Während einer öffentlichen TV-Übertragung der WM gab es in der nordnigerianischen Stadt Damaturu eine Explosion. Hinter dem Anschlag wird Boko Haram vermutet.

Der Sprengsatz detonierte Augenzeugen zufolge am Dienstagabend etwa 15 Minuten nach Beginn des WM-Fussballspiels Brasilien gegen Mexiko in der Stadt Damaturu. Die Bombe war in einer Motorrad-Rikscha versteckt. Die Behörden vermuten hinter dem Anschlag die Extremistengruppe Boko Haram, die im unruhigen Norden Nigerias bereits mehrfach Fussballzuschauer angegriffen hatte. Bei den 21 Toten und 27 Verletzten handelt es sich nach Angaben eines Spitalmitarbeiters um junge Männer und Kinder.

Fussball als List des Westens

Damaturu ist die Hauptstadt des Bundesstaats Yobe, in dem seit Mai 2013 wegen der Gewalttaten von Boko Haram der Ausnahmezustand gilt. In den Tagen zuvor waren in der Region bereits mehrere Attentate auf Fussballfans verübt worden, die sich Spiele der WM anschauten. Boko-Haram-Anführer Abubakar Shekau verurteilt Fussball regelmässig als eine List des Westens, mit der Muslime von der Ausübung ihrer Religion abgehalten werden sollen.

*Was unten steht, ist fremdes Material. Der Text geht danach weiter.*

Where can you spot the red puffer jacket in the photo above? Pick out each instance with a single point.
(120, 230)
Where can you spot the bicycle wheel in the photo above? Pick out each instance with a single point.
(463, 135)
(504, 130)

Fussball ist auch in Nigeria Nationalsport. Die WM lockt die Fans normalerweise in Scharen auf die Strassen, aus Furcht schauen viele von ihnen die WM-Spiele inzwischen aber lieber zu Hause an. In einigen Regionen sind die öffentlichen TV-Übertragungen wegen der Bedrohung durch die Extremistengruppe inzwischen verboten. Boko Haram kämpft im mehrheitlich muslimischen Norden Nigerias für einen islamistischen Staat. Bei zahlreichen Anschlägen auf Polizei, Armee und Behörden, aber auch auf Kirchen und Schulen wurden seit 2009 Tausende Menschen getötet. Für internationale Empörung sorgte zuletzt vor allem die Entführung von fast 300 Schülerinnen durch die Islamisten. Mehr als 200 Mädchen werden noch immer vermisst. Der UNO-Sicherheitsrat stuft Boko Haram seit kurzem als Terrororganisation ein und führt die Extremisten wegen ihrer Verbindungen zu al-Qaida auf der Sanktionsliste gegen das Terrornetzwerk.